Thank You, HTML Tidy!

by chromatic

I use HTML Tidy in a well-tuned shell alias that cleans up HTML from articles and weblogs before I post them. We use a subset of XHTML on the O'Reilly Network, and this wonderful utility turns poor HTML (especially converted from word processor files) into valid XHTML. It's simple to parse that with an XML parser to transform into something useful and clean.

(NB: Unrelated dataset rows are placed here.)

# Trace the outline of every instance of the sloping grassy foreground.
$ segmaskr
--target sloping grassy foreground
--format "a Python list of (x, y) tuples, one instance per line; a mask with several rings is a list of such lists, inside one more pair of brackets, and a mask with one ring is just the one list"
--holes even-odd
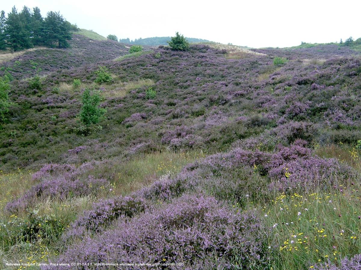
[[(86, 56), (58, 51), (77, 65), (43, 71), (37, 88), (31, 72), (21, 78), (30, 61), (2, 71), (14, 75), (15, 104), (0, 133), (4, 268), (357, 263), (355, 51), (331, 45), (232, 55), (197, 45), (113, 61), (126, 52), (113, 42), (74, 41), (78, 53), (103, 51), (108, 83), (96, 82), (100, 63), (86, 50), (81, 63)], [(78, 116), (86, 87), (99, 93), (107, 112), (84, 127)]]

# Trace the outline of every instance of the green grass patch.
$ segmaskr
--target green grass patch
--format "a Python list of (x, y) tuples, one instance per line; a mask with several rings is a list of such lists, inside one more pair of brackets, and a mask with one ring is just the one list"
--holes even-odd
[(271, 229), (273, 269), (308, 269), (329, 259), (337, 264), (360, 253), (361, 199), (356, 187), (340, 192), (342, 188), (329, 193), (283, 193), (261, 207), (262, 218)]
[(79, 35), (81, 35), (86, 37), (94, 40), (106, 40), (106, 38), (101, 36), (97, 33), (92, 31), (91, 30), (87, 30), (86, 29), (80, 29), (77, 32), (74, 33)]
[(127, 59), (131, 57), (138, 57), (139, 56), (143, 55), (144, 54), (149, 54), (153, 52), (153, 51), (138, 51), (136, 53), (133, 53), (129, 54), (126, 54), (125, 55), (122, 55), (122, 56), (120, 56), (118, 58), (114, 59), (114, 61), (122, 61), (124, 59)]

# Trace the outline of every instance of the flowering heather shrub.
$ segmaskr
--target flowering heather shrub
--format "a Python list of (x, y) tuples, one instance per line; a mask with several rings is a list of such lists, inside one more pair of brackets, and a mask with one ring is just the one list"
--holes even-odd
[(314, 266), (317, 270), (360, 270), (361, 269), (361, 255), (355, 255), (351, 258), (345, 257), (341, 259), (336, 266), (329, 260), (327, 262)]
[[(128, 53), (128, 49), (121, 43), (91, 40), (81, 35), (73, 35), (69, 43), (70, 47), (67, 49), (47, 48), (27, 51), (2, 65), (9, 68), (9, 74), (18, 79), (110, 60)], [(35, 69), (34, 63), (37, 68)], [(5, 74), (5, 71), (0, 71), (0, 75)]]
[(204, 262), (227, 268), (235, 267), (236, 257), (241, 268), (265, 268), (266, 230), (254, 213), (186, 195), (139, 217), (122, 217), (113, 229), (71, 246), (57, 261), (184, 263), (177, 269)]
[(101, 190), (101, 187), (108, 184), (107, 180), (91, 176), (84, 179), (66, 178), (64, 176), (52, 177), (42, 181), (18, 199), (8, 203), (5, 209), (8, 212), (13, 212), (31, 207), (39, 198), (57, 197), (64, 199), (70, 195), (79, 196), (94, 194)]
[(86, 145), (78, 146), (73, 149), (69, 149), (68, 150), (68, 153), (72, 154), (79, 154), (83, 150), (86, 149), (87, 147)]
[(132, 126), (136, 123), (143, 119), (147, 119), (147, 114), (143, 113), (133, 113), (130, 117), (124, 120), (122, 123), (126, 124), (127, 126)]
[(39, 183), (18, 198), (8, 203), (5, 209), (15, 212), (31, 207), (39, 199), (56, 197), (63, 199), (70, 196), (99, 192), (101, 187), (109, 185), (109, 181), (91, 175), (85, 176), (84, 170), (90, 168), (87, 164), (77, 168), (67, 165), (46, 165), (33, 175), (33, 180)]
[(131, 217), (149, 208), (144, 200), (130, 197), (116, 197), (94, 204), (91, 210), (86, 211), (72, 224), (63, 239), (82, 237), (87, 233), (99, 232), (121, 216)]

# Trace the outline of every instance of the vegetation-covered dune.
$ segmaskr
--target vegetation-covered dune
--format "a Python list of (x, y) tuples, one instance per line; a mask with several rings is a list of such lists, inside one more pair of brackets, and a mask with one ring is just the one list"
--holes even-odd
[(357, 51), (69, 43), (1, 71), (3, 268), (357, 269)]

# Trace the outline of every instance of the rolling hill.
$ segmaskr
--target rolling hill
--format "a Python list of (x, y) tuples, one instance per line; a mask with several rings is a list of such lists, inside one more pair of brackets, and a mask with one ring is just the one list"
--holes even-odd
[[(359, 52), (201, 42), (128, 55), (84, 35), (2, 63), (3, 268), (358, 265)], [(88, 126), (86, 89), (106, 111)]]

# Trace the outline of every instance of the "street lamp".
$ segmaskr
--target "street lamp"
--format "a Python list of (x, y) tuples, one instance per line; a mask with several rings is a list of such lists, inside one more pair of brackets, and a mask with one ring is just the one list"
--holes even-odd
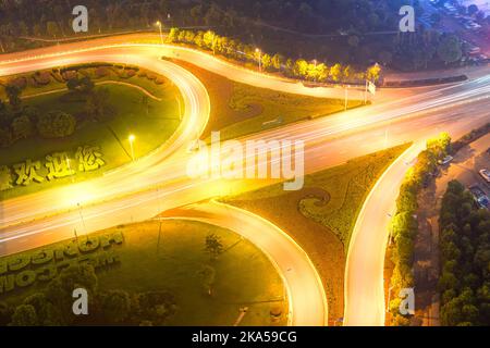
[(130, 135), (128, 140), (130, 140), (130, 147), (131, 147), (131, 158), (133, 159), (133, 161), (134, 161), (134, 146), (133, 146), (133, 142), (134, 142), (135, 139), (136, 139), (136, 137), (133, 134)]
[(66, 166), (70, 172), (70, 176), (72, 177), (72, 183), (74, 183), (75, 181), (73, 178), (74, 172), (72, 170), (72, 161), (70, 160), (70, 158), (68, 156), (66, 156)]
[(314, 64), (315, 64), (315, 82), (317, 82), (317, 60), (314, 59)]
[(157, 24), (158, 28), (160, 29), (160, 41), (161, 41), (161, 45), (163, 45), (163, 34), (161, 32), (161, 22), (157, 21), (156, 24)]

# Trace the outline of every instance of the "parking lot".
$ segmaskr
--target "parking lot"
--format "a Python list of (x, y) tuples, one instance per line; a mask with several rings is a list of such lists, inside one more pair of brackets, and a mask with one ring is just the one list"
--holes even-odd
[(441, 197), (448, 183), (457, 179), (467, 188), (479, 187), (487, 195), (490, 196), (490, 185), (479, 174), (479, 171), (490, 170), (490, 134), (471, 142), (468, 147), (460, 150), (454, 160), (442, 166), (441, 175), (437, 178), (437, 197)]

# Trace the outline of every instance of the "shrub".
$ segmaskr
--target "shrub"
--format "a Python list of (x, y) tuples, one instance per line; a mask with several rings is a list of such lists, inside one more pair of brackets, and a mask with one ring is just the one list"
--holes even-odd
[(33, 78), (36, 85), (46, 86), (51, 82), (51, 74), (49, 72), (37, 72), (33, 75)]
[(26, 115), (19, 116), (12, 122), (12, 130), (15, 140), (28, 138), (33, 134), (33, 123)]
[(0, 147), (7, 148), (12, 145), (12, 132), (9, 128), (0, 128)]
[(75, 132), (76, 120), (73, 115), (61, 111), (51, 111), (40, 115), (37, 130), (44, 138), (63, 138)]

I've even used it on hand-written HTML just to make sure things were correct. It's a great utility I use almost without thinking. Thank you, developers of and contributors to HTML Tidy!


5 Comments

Josh Peters
2007-02-12 10:36:11
HTML Tidy truly is one of the best gifts to the net. In library form it is quite handy indeed for spiders, as you can convert a HTML document into an XHTML document via the proper parameters. From there the whole world of XML tools are available. Quite handy indeed :)
curious
2007-02-12 14:41:17
chromatic - care to share your html tidy settings? also, anybody care to write HTML::Critic ?
chromatic
2007-02-12 14:47:15
@curious, my settings are almost embarrassingly simple: tidy -asxml -c. Yet that gets the job done.
Andy Lester
2007-02-13 08:18:02
There's also HTML::Tidy, the Perl wrapper for the tidy library. We're sort of overhauling it, but it's slow going. Any help would be welcomed.


http://code.google.com/p/html-tidy/

Chris Tyler
2007-02-16 04:01:35
There's a Firefox extension which embeds Tidy into Firefox. It gives you a valid/invalid indication for each page viewed using an icon at the bottom of the Firefox window, and the View Source window shows you the error detail and gives you the option of cleaning up the code to make it valid XHTML (or HTML). The extension can sometimes be a bit of a chore to set up, but it's incredibly useful once it's running.